In this article by Dipa Dubhasi and Akhil Das authors of the book Mastering Mesos, delves into understanding the importance of Mesos.
Apache Mesos is an open source, distributed cluster management software that came out of AMPLab, UC Berkeley in 2011. It abstracts CPU, memory, storage, and other computer resources away from machines (physical or virtual), enabling fault-tolerant and elastic distributed systems to easily be built and run effectively. It is referred to as a metascheduler (scheduler of schedulers) and a “distributed systems kernel/distributed datacenter OS”.
It improves resource utilization, simplifies system administration, and supports a wide variety of distributed applications that can be deployed by leveraging its pluggable architecture. It is scalable and efficient and provides a host of features, such as resource isolation and high availability, which, along with a strong and vibrant open source community, makes this one of the most exciting projects.
(For more resources related to this topic, see here.)
Introduction to the datacenter OS and architecture of Mesos
Over the past decade, datacenters have graduated from packing multiple applications into a single server box to having large datacenters that aggregate thousands of servers to serve as a massively distributed computing infrastructure. With the advent of virtualization, microservices, cluster computing, and hyper-scale infrastructure, the need of the hour is the creation of an application-centric enterprise that follows a software-defined datacenter strategy.
Currently, server clusters are predominantly managed individually, which can be likened to having multiple operating systems on the PC, one each for processor, disk drive, and so on. With an abstraction model that treats these machines as individual entities being managed in isolation, the ability of the datacenter to effectively build and run distributed applications is greatly reduced.
Another way of looking at the situation is comparing running applications in a datacenter to running them on a laptop. One major difference is that while launching a text editor or web browser, we are not required to check which memory modules are free and choose ones that suit our need. Herein lies the significance of a platform that acts like a host operating system and allows multiple users to run multiple applications simultaneously by utilizing a shared set of resources.
Datacenters now run varied distributed application workloads, such as Spark, Hadoop, and so on, and need the capability to intelligently match resources and applications. The datacenter ecosystem today has to be equipped to manage and monitor resources and efficiently distribute workloads across a unified pool of resources with the agility and ease to cater to a diverse user base (noninfrastructure teams included). A datacenter OS brings to the table a comprehensive and sustainable approach to resource management and monitoring. This not only reduces the cost of ownership but also allows a flexible handling of resource requirements in a manner that isolated datacenter infrastructure cannot support.

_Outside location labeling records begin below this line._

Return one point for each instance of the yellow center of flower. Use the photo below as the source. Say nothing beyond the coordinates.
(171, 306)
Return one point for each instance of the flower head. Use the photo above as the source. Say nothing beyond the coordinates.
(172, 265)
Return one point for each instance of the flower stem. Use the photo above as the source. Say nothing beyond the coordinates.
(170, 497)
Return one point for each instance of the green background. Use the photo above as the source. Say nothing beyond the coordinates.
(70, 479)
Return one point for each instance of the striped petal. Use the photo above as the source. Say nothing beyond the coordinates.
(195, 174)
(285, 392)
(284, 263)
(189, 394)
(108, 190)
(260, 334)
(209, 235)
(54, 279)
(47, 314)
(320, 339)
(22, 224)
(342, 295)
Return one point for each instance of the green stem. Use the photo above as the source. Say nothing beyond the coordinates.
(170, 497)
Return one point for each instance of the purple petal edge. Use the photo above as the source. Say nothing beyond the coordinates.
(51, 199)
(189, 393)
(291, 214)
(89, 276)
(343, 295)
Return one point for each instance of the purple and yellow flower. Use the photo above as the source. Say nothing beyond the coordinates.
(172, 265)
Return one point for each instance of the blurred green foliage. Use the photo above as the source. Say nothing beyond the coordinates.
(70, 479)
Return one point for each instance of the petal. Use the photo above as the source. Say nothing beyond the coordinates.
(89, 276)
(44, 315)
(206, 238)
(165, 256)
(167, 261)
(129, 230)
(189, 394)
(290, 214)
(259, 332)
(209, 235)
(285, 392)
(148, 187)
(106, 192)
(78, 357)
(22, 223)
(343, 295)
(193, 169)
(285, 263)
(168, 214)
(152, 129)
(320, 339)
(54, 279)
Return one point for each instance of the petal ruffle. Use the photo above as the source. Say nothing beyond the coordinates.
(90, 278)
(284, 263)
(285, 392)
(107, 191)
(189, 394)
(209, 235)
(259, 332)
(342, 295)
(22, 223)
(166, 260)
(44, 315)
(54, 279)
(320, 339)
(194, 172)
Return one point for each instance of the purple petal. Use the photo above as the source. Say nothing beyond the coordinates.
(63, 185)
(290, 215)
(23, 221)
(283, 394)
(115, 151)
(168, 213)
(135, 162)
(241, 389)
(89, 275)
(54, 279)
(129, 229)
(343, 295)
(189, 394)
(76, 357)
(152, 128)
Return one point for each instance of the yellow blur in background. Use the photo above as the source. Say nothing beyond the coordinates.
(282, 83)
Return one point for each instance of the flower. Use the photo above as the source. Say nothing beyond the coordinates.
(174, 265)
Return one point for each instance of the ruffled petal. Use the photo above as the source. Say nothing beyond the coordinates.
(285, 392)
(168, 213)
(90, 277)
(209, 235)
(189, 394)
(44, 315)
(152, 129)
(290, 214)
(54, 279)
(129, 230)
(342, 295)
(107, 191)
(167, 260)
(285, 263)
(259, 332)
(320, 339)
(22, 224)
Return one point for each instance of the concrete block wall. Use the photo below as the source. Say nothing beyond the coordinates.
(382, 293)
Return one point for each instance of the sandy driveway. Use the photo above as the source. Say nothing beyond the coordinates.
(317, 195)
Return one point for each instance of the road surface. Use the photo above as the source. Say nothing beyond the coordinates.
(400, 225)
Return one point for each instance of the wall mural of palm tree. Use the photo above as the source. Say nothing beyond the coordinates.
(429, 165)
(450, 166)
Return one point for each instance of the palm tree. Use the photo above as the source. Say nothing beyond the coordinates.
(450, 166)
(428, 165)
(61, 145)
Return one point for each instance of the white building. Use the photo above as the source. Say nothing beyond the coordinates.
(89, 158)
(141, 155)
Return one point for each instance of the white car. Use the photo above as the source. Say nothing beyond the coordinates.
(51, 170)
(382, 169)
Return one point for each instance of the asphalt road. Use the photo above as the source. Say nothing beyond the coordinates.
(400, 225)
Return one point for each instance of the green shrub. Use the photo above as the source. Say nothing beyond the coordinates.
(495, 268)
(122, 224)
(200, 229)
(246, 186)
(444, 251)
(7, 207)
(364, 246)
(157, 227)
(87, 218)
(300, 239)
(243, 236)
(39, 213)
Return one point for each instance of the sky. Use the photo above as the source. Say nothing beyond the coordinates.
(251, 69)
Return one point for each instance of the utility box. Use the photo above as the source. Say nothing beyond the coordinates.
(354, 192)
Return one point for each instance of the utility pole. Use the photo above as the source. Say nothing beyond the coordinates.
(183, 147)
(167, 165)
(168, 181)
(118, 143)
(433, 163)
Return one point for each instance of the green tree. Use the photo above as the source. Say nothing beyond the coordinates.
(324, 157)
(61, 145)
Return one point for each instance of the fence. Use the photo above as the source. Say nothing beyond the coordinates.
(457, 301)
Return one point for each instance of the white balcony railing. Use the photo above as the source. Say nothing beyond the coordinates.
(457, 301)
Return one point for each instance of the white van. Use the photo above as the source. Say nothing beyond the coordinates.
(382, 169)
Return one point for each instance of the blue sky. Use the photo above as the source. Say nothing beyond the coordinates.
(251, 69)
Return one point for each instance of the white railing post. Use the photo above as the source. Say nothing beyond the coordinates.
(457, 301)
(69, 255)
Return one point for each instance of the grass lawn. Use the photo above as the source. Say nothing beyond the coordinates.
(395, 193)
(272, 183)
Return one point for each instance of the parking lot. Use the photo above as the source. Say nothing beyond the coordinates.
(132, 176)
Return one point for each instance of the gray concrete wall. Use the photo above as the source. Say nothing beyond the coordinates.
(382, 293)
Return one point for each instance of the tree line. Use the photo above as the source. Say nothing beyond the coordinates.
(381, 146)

The idea behind a datacenter OS is that of an intelligent software that sits above all the hardware in a datacenter and ensures efficient and dynamic resource sharing. Added to this is the capability to constantly monitor resource usage and improve workload and infrastructure management in a seamless way that is not tied to specific application requirements. In its absence, we have a scenario with silos in a datacenter that force developers to build software catering to machine-specific characteristics and make the moving and resizing of applications a highly cumbersome procedure.
The datacenter OS acts as a software layer that aggregates all servers in a datacenter into one giant supercomputer to deliver the benefits of multilatency, isolation, and resource control across all microservice applications. Another major advantage is the elimination of human-induced error during the continual assigning and reassigning of virtual resources.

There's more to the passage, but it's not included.